For a long time gas hydrates were considered to be a hindrance for the natural gas and oil industry. However, since natural gas hydrates deposits were discovered in 1967 the conception of natural gas hydrates as an important energy resource is well accepted. Latest estimations indicate that the amount of natural gas stored in hydrate form is almost six times the volume of conventional natural gas. A relative new method to produce methane from natural gas hydrate deposits is the sequestration of CO2 in a water-bearing layer underneath a natural gas hydrate deposit. This process depends, among others, on the in-situ formation rate of CO2 hydrate in a porous medium, which depends on pressure, temperature, composition of the aqueous and gas phase and the geometry of the porous medium. Concerning the formation rate of CO2 there is no general accepted value that could be used in numerical models to predict the speed of CO2 gas hydrate formation in porous medium. Additionally, the experimental determination of the formation rate is difficult or even not possible. However, indirect determination of the formation rate based on gas consumption rate can be realized.
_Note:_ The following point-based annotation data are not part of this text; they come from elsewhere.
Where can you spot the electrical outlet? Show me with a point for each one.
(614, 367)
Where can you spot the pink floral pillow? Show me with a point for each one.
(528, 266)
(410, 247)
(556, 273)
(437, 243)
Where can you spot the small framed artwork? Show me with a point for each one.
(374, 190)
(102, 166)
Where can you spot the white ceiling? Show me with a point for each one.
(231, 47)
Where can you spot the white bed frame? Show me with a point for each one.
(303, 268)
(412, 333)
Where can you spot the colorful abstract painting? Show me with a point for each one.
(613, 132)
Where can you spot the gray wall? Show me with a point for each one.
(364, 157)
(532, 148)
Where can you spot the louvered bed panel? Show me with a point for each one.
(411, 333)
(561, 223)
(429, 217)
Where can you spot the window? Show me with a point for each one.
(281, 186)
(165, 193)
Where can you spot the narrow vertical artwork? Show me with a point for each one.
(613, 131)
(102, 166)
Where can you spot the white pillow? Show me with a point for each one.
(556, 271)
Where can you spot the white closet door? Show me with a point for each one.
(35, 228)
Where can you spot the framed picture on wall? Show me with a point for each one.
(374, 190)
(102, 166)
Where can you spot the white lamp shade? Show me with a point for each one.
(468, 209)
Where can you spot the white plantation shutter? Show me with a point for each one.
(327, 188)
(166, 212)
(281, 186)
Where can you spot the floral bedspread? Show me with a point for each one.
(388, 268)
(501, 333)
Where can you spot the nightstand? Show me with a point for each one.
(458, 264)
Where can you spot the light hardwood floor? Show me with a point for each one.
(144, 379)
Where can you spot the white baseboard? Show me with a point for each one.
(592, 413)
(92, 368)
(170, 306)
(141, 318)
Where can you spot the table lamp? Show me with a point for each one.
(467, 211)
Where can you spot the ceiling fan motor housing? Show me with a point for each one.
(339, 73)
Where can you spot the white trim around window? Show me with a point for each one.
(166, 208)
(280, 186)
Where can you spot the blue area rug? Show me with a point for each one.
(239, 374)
This study represents gas consumption rate experiments in glass bead and Bentheimer sandstone cores determining gas consumption during CO2 dissolution at relatively low pressure of 1.6 MPa and determining gas consumption during hydrate formation in a Bentheimer sandstone core at a high pressure of 3.0 MPa. For the experiments in the glass-bead core, the pressures reached at the end of the dissolution experiments are in good agreement with the thermodynamic equilibrium values. For the experiments in the Bentheimer sandstone core, the experimental procedure had to be modified to obtain reproducible results: these results were in good agreement with thermodynamic equilibrium data. The modified procedure was applied in the high pressure experiments. The resulting initial gas consumption rates of these two experiments are 4.1x10-4 mole/(s.m3.kPa) and 105 mole/(s.m3.kPa). Additional experimental investigation is necessary to explain this discrepancy.